Tennis Kenya was struggling in 2015 and Mutuku, who was then chairman, went to look for Kenani, who had since left, to try and rescue the game.
Kenani agreed but insisted on putting up his team, a move that saw him bring Wanjiru Mbugua on board as the acting Secretary General.
In 2017, Kenani wanted to contest as Member of Parliament in Nyaribari Chache, a development that saw him put on hold his trip for ITF Congress in Chi Minh City, Vietnam.
Wanjiru Mbugua was picked to represent Kenya and on her long flight, she sat next to then President of CAT Tarak Cherif from Tunisia, who calmed her fears on what to expect at the ITF AGM.

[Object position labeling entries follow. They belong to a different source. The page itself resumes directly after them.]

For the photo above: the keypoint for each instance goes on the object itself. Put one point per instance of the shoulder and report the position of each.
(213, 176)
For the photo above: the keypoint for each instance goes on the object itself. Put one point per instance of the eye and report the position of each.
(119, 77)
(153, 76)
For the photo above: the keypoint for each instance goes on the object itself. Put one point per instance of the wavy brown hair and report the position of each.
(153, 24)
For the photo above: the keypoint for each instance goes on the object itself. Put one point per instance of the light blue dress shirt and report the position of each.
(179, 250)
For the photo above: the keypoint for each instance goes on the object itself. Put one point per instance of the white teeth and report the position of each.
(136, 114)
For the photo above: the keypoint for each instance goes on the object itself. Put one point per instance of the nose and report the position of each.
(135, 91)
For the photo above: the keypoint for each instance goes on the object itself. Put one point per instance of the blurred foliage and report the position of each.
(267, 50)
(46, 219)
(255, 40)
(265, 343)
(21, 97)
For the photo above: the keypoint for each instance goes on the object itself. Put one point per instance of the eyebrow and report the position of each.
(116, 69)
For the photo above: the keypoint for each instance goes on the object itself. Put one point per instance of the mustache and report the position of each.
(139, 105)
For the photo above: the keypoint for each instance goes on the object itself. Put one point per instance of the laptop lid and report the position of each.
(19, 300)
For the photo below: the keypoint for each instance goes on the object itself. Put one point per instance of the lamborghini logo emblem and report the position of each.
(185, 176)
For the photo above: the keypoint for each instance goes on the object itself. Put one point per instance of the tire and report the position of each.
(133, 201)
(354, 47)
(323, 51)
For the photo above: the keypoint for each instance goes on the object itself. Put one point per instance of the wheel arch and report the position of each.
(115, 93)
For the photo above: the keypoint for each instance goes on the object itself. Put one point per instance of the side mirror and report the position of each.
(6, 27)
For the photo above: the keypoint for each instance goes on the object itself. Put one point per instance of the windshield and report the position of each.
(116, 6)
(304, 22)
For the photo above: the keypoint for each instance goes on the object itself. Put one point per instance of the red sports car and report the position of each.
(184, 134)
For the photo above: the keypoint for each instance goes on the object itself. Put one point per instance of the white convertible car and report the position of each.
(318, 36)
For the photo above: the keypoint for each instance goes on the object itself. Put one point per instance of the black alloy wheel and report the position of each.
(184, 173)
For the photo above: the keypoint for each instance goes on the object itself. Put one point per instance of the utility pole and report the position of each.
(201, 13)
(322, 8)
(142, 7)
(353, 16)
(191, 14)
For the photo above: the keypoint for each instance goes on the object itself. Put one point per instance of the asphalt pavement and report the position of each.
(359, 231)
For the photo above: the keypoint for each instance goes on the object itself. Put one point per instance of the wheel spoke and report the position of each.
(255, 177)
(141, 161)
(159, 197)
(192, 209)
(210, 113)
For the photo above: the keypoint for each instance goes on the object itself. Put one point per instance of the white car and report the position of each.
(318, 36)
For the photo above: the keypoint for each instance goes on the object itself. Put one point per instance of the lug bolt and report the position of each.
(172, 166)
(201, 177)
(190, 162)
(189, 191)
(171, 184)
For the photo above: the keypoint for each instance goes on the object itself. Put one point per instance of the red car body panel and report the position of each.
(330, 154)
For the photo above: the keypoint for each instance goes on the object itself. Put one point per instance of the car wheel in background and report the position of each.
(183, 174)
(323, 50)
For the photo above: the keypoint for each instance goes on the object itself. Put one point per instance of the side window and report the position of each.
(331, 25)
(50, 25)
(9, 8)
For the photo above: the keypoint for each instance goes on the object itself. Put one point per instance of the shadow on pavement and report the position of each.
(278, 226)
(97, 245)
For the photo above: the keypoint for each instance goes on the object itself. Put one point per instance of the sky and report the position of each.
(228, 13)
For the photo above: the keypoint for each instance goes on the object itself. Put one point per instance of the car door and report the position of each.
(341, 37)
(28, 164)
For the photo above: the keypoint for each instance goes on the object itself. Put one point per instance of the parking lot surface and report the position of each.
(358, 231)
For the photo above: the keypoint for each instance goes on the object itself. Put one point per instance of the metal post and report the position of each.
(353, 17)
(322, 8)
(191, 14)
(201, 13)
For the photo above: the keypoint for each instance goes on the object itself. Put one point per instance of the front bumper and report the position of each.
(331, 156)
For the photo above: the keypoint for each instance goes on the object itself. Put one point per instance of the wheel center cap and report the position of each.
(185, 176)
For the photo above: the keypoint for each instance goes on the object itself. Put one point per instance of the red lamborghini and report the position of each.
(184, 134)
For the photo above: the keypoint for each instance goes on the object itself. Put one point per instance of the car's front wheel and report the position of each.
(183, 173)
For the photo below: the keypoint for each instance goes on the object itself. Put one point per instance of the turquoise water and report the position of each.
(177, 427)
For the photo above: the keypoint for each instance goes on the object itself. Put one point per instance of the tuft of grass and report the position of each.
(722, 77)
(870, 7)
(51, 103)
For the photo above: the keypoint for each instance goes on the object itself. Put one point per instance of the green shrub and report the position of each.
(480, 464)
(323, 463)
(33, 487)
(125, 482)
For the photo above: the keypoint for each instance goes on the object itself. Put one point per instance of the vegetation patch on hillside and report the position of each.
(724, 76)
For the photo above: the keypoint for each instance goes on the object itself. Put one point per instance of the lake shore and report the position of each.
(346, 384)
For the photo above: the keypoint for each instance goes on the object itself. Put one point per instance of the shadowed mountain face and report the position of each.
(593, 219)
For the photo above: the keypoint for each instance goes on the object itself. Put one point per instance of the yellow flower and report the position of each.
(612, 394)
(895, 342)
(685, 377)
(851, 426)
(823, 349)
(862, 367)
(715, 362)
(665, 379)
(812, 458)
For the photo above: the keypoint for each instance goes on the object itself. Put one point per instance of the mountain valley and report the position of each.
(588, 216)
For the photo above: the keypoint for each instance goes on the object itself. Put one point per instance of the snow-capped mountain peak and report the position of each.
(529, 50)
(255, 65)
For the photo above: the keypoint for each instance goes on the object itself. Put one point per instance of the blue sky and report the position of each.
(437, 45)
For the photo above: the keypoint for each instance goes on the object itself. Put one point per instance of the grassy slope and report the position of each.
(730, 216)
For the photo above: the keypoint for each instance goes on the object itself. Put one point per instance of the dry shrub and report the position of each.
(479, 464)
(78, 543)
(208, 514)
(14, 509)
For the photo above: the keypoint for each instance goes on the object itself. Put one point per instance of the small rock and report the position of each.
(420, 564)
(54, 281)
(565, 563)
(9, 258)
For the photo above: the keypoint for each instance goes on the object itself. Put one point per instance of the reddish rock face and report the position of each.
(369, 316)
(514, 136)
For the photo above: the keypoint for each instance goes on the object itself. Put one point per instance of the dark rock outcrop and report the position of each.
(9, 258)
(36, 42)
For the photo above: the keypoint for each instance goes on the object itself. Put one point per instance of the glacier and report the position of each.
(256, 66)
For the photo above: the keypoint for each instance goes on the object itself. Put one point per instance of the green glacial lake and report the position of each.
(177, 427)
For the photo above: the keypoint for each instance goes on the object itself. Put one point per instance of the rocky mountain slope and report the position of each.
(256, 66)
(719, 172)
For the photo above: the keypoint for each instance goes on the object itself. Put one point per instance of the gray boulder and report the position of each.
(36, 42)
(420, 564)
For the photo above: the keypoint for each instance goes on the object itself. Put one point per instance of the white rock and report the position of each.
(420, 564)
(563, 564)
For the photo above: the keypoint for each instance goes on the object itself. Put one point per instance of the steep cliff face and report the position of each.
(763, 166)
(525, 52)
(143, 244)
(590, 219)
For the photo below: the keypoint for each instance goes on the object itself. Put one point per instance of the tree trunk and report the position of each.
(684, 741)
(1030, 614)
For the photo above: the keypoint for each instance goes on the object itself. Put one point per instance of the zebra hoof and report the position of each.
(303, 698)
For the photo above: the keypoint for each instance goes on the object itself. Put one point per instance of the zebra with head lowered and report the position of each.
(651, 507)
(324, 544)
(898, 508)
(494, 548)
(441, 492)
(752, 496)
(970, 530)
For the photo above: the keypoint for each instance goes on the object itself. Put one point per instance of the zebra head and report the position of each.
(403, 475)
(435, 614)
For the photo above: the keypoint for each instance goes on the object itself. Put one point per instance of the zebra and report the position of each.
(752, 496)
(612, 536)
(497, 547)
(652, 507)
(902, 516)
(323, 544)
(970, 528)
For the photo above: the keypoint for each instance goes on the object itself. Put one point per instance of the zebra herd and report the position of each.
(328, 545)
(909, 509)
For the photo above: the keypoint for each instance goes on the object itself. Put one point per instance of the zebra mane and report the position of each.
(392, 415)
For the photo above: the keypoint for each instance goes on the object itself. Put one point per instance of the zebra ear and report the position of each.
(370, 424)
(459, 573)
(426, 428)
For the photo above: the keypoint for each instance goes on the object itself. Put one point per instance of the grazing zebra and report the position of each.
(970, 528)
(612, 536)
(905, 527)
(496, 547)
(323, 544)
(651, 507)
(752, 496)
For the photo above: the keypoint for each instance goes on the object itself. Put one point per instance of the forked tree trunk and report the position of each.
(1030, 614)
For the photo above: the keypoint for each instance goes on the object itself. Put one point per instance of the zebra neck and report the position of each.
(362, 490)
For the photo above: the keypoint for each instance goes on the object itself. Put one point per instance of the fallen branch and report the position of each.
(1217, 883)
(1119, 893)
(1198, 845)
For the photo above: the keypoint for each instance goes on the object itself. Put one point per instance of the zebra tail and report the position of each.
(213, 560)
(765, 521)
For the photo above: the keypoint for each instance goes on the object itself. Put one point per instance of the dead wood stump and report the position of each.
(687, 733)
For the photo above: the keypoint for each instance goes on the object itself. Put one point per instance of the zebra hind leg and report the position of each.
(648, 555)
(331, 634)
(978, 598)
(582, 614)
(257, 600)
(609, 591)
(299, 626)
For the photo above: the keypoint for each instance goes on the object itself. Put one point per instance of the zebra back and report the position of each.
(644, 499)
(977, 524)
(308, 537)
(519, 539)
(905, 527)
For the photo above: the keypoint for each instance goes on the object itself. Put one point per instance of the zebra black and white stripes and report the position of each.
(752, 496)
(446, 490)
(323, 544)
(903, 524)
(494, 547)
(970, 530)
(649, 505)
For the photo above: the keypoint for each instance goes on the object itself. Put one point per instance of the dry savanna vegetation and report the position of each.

“It was an amazing Congress where I got first hand experience of all that I used to receive in emails about Davis Cup and Fed Cup,” says Wanjiru Mbugua whose best moments during the congress was the address by Catrina Adams, the president and CEO of the United States Tennis Association and chair of the US Open.
“There were only two women but she was the only black woman at the high table. I couldn’t imagine people could listen to a woman and vote to pass some of her suggestions. She was such an inspiration," says Mbugua, who came back and told the council why it’s important to attend such meetings.
In 2018, CAT and ITF resolved that any country having a female delegate would cater for her expenses, and Wanjiru Mbugua would benefit from the move to attend more.
Mbugua says her father who was way ahead of his time put them in schools that gave them time for both education and sports equally.
That is why he moved her and her siblings Kanjii, who is now a musician and Muthoni from Muthaiga to Makini School.
When her father, who was studying in the USA returned home, he brought along wooden tennis rackets and tennis balls.
“We used to accompany dad to the Public Service Club where he used to go play with his friends. We collected the balls for them and took them to the courts when they took a break” said Mbugua, who started to play tennis at the age of 10.
Joining Loreto Convent Msongari for high school brought her to the real world of tennis where the institution had six courts. Her father decided to take their game to the next level engaging the services of Jane Ndunda, who was one of Kenya’s best players before also bringing on board Peter Wachira, who was training the likes of Elly Madegwa and George Oyoo at Kenya Breweries.
“I improved and became better and champion in my category. I was 13 when I got Team Kenya selection for the ITF Under-18 Africa,” says Mbugua, who transitioned to coaching at the age of 18 since she couldn’t afford to become a professional tennis player owing to finances.